Sometimes parents are told to “back off” eating disorder treatment so a child can choose to recover. I’ll tell you why this all-too-common advice is terrible, and what you can do instead.

The letter

Dear Ginny,

Our 16-year-old son has an eating disorder. He has been seeing a therapist for anxiety and participating in an eating disorder group. The group was recommended by and is covered by our insurance. There are not currently any medical complications, and he is not considered underweight or at risk. Despite this, we see the eating disorder getting stronger and more intense. 

The group seems more dangerous than helpful. He is with much sicker people and is being exposed to a lot of ideas. I don’t have any faith in the group as an effective treatment for him.

We want to get more aggressive about the eating disorder. But his anxiety therapist says that we should back off and let him choose recovery for himself. What do you think about this? Is the therapist correct that we should just wait for him to want to recover? Or is there something we can be doing to avoid a slide into a much worse disorder?

Signed, Anh

My response

Hi Anh, I’m so sorry to hear this, and I’m glad you reached out. Unfortunately, many parents are told to back off eating disorder treatment, and it’s not good advice at all. Let’s go through some of the different points in your letter. 

You recognize your son has a serious eating disorder, but the system of care is not responding assertively. This is something that happens, unfortunately. If a person is medically underweight, their eating disorder is treated aggressively. But otherwise, there can be an element of “wait and see” or even “it’s not that bad.” 

But eating disorders are mental disorders. Their symptoms are mental and psychological in nature. That means we’re looking for symptoms like preoccupation, obsession, and compulsive behaviors with food and the body. 

⭐ Get ready for recovery and find out how you can prepare yourself for maximum success.

⭐ Find out the essential steps and family rules you need to have in place for recovery.

⭐ Make your home recovery-ready with six simple steps that anyone can do.

The eating disorder diagnosis

Anorexia is the only mental disorder that has a weight limit. And many of us in the eating disorder advocacy field are desperate to see that change. Because it sets up an unfortunate hierarchy of disorders and puts people who have severe, dangerous eating disorders at risk. Just because they are not underweight according to BMI standards does not mean they don’t have an eating disorder. 

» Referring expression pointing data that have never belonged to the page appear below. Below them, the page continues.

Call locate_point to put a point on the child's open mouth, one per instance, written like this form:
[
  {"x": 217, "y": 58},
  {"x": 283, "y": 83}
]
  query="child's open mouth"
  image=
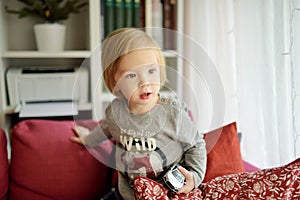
[{"x": 145, "y": 95}]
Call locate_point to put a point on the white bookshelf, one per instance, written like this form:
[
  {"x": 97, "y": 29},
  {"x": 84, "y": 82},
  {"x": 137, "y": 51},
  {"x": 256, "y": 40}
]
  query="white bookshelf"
[{"x": 83, "y": 37}]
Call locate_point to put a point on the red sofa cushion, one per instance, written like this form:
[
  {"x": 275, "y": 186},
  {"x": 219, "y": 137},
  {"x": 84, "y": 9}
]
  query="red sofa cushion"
[
  {"x": 45, "y": 164},
  {"x": 3, "y": 166},
  {"x": 223, "y": 152}
]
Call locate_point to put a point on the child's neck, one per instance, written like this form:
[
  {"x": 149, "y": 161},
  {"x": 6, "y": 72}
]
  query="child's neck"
[{"x": 141, "y": 109}]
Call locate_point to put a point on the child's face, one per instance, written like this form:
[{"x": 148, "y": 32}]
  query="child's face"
[{"x": 138, "y": 77}]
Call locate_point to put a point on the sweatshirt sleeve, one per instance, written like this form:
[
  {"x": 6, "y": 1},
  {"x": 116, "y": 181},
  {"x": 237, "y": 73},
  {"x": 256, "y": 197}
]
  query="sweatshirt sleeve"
[
  {"x": 101, "y": 132},
  {"x": 195, "y": 161}
]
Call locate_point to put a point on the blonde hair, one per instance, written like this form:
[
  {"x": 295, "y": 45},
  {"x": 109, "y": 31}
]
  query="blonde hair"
[{"x": 121, "y": 42}]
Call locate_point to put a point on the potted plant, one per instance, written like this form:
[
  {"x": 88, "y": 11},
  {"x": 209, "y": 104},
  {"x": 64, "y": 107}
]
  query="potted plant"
[{"x": 49, "y": 34}]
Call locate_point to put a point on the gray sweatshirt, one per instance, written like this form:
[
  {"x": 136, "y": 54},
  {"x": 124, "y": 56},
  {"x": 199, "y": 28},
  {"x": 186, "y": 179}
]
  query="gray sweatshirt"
[{"x": 148, "y": 144}]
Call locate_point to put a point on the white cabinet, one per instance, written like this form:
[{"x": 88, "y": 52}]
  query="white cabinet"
[{"x": 83, "y": 39}]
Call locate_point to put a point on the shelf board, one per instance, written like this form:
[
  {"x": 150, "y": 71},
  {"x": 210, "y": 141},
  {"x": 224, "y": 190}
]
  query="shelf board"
[
  {"x": 41, "y": 54},
  {"x": 170, "y": 53}
]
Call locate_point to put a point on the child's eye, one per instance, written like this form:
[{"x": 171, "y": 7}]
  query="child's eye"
[
  {"x": 129, "y": 76},
  {"x": 151, "y": 71}
]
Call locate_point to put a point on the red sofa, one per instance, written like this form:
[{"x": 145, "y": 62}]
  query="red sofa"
[{"x": 45, "y": 164}]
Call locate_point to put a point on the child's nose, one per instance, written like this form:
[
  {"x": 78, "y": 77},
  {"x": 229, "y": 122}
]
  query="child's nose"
[{"x": 144, "y": 81}]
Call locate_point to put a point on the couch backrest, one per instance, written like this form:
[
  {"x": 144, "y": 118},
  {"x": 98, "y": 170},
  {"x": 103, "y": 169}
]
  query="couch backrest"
[{"x": 3, "y": 166}]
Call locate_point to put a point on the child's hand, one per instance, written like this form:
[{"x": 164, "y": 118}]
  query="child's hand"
[
  {"x": 81, "y": 134},
  {"x": 189, "y": 184}
]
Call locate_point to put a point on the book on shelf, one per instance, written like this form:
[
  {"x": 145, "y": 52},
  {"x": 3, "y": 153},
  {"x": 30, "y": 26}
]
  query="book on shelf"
[
  {"x": 169, "y": 23},
  {"x": 128, "y": 13},
  {"x": 121, "y": 13},
  {"x": 109, "y": 13}
]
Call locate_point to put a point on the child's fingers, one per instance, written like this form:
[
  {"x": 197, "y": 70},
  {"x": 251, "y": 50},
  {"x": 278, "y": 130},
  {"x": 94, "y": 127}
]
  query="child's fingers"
[
  {"x": 76, "y": 140},
  {"x": 75, "y": 129}
]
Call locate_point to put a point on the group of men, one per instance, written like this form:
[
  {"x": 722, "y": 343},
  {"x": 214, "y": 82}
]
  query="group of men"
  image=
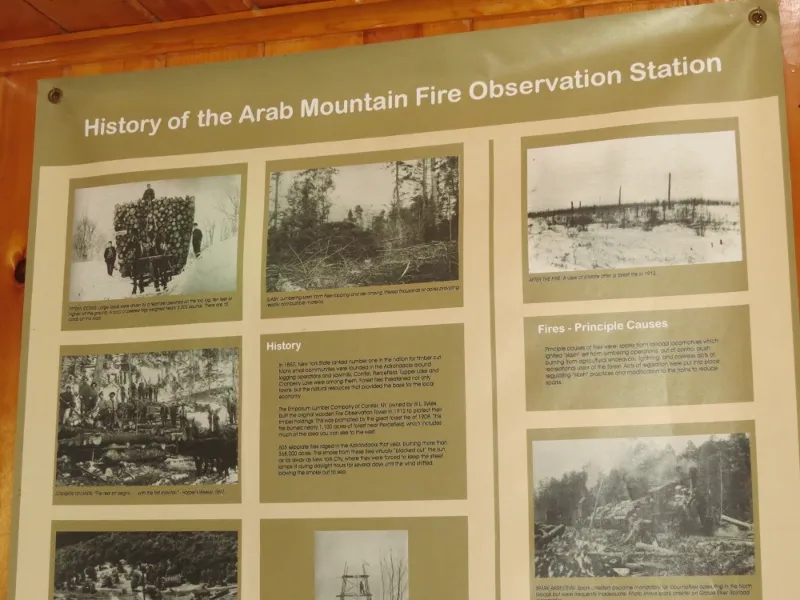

There is no weight limit for schizophrenia, autism, bipolar disorder, or anxiety. Professionals observe the behaviors and impact of the disorder and treat it accordingly. 

Anorexia has a weight limit, so sometimes professionals don’t understand eating disorder symptoms that are not accompanied by low BMI. It should be said that BMI is a crude and completely inaccurate measure of physical health, let alone mental health.

Sometimes it almost feels as if you have to prove you really have an eating disorder by achieving a weight loss goal. This is absurd.

Is group therapy helpful?

So what I’m saying is that you’re right to be concerned about your son. You can see that his behaviors and beliefs are disordered. And you’re not seeing the sort of low BMI that would bump up his level of care. But you know he has a disorder and would like to treat it.

Your observations of the challenges with group therapy are also valid. Eating disorders span a huge range of symptoms and presentations.

Arbitrarily putting anyone with any eating disorder into a group is like putting together a bunch of people who like the color orange and expecting them to all be the same. It doesn’t make a lot of sense. Group therapy can be very helpful, but it should be carefully constructed and very carefully managed. 

Good therapists pick and choose individuals for their groups. They don’t just put people together at different stages and types of a disorder and expect that to be helpful. 

If your son was seeing a certified eating disorder therapist who suggested a group based on your son’s individual presentation that would be different. But what I’m hearing is that this was put together by your insurance company, so it makes sense that you are concerned.

Should parents back off?

Next up, the anxiety therapist’s advice that you take a “wait and see” approach to this eating disorder could be harmful given what we know about eating disorders. It sounds as if the therapist does not have any modern training on eating disorders and is not aware of the symptomatology and treatment.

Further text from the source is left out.